BREAKING NEWS

Kamis, 21 Mei 2026

Empat Terdakwa Kasus Dugaan Penggelapan di Kafe Kotego Divonis 1 Tahun Penjara

MARABAHAN- Majelis hakim Pengadilan Negeri (PN) Marabahan menjatuhkan vonis pidana penjara selama 1 tahun kepada empat terdakwa kasus dugaan penggelapan dalam jabatan di Kafe Kotego Marabahan, Kamis (21/5/2026).

Keempat terdakwa, yakni Sifa Rahayu, Putri Agustina, Yohana, dan A Juhdi, dinyatakan terbukti secara sah dan meyakinkan bersalah turut serta melakukan tindak pidana penggelapan dalam jabatan sebagaimana dakwaan primer Jaksa Penuntut Umum (JPU).

Putusan tersebut dibacakan Ketua Majelis Hakim Yudita Trisnanda dalam sidang agenda pembacaan putusan di PN Marabahan.

"Menjatuhkan pidana kepada para terdakwa dengan pidana penjara masing-masing selama 1 tahun,” ujar hakim dalam amar putusannya.
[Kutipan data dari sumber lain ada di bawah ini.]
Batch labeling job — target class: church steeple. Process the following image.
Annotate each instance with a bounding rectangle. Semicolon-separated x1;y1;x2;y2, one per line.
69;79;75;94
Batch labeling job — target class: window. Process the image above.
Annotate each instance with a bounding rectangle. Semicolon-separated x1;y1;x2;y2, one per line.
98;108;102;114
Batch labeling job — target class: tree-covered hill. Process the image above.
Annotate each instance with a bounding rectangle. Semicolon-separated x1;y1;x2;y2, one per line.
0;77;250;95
Usai pembacaan putusan, keempat terdakwa menyatakan pikir-pikir atas vonis tersebut. Sikap serupa juga disampaikan JPU.

Selain pidana penjara, majelis hakim turut menetapkan barang bukti dikembalikan kepada saksi Melly Susanti. Barang bukti tersebut di antaranya satu bundel data pemasukan kasir dan rekap dapur periode Januari 2022 hingga Juli 2024, hasil audit Cafe Kotego, bundel tangkapan layar transaksi yang dibatalkan, satu unit Samsung Galaxy Tab A warna hitam, satu flashdisk merah hitam, dan satu kabel charger hitam.

Majelis hakim juga membebankan biaya perkara kepada masing-masing terdakwa sebesar Rp2.500.
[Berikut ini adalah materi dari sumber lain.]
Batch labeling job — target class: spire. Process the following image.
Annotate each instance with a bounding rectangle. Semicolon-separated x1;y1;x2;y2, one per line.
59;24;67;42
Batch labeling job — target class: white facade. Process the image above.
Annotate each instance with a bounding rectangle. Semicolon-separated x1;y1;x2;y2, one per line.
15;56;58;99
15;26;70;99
Vonis tersebut lebih ringan dibanding tuntutan JPU. Sebelumnya, terdakwa Putri Agustina dituntut pidana penjara selama 2 tahun, sedangkan Sifa Rahayu, Yohana, dan A Juhdi dituntut 1 tahun 6 bulan penjara karena dinilai turut serta dalam perkara tersebut.

Usai sidang, kuasa hukum korban, Henny Puspitawati, mengatakan kliennya sejak awal lebih mengutamakan pembuktian perkara dibanding lamanya hukuman penjara bagi para terdakwa.

"Tujuan awal klien kami melapor hanya meminta para terdakwa mengakui perbuatan dan beritikad baik menyelesaikan persoalan. Namun dalam perkembangannya perkara ini menjadi liar,” ujarnya.

Menurut Henny, kliennya bahkan sempat dituduh melakukan kriminalisasi terhadap para terdakwa.

Ia menegaskan, pihaknya juga tidak menuntut pengembalian kerugian maupun ganti rugi materiil dari para terdakwa.

"Yang terpenting bagi klien kami, perkara ini sudah memiliki kepastian hukum,” katanya. (hru/jp).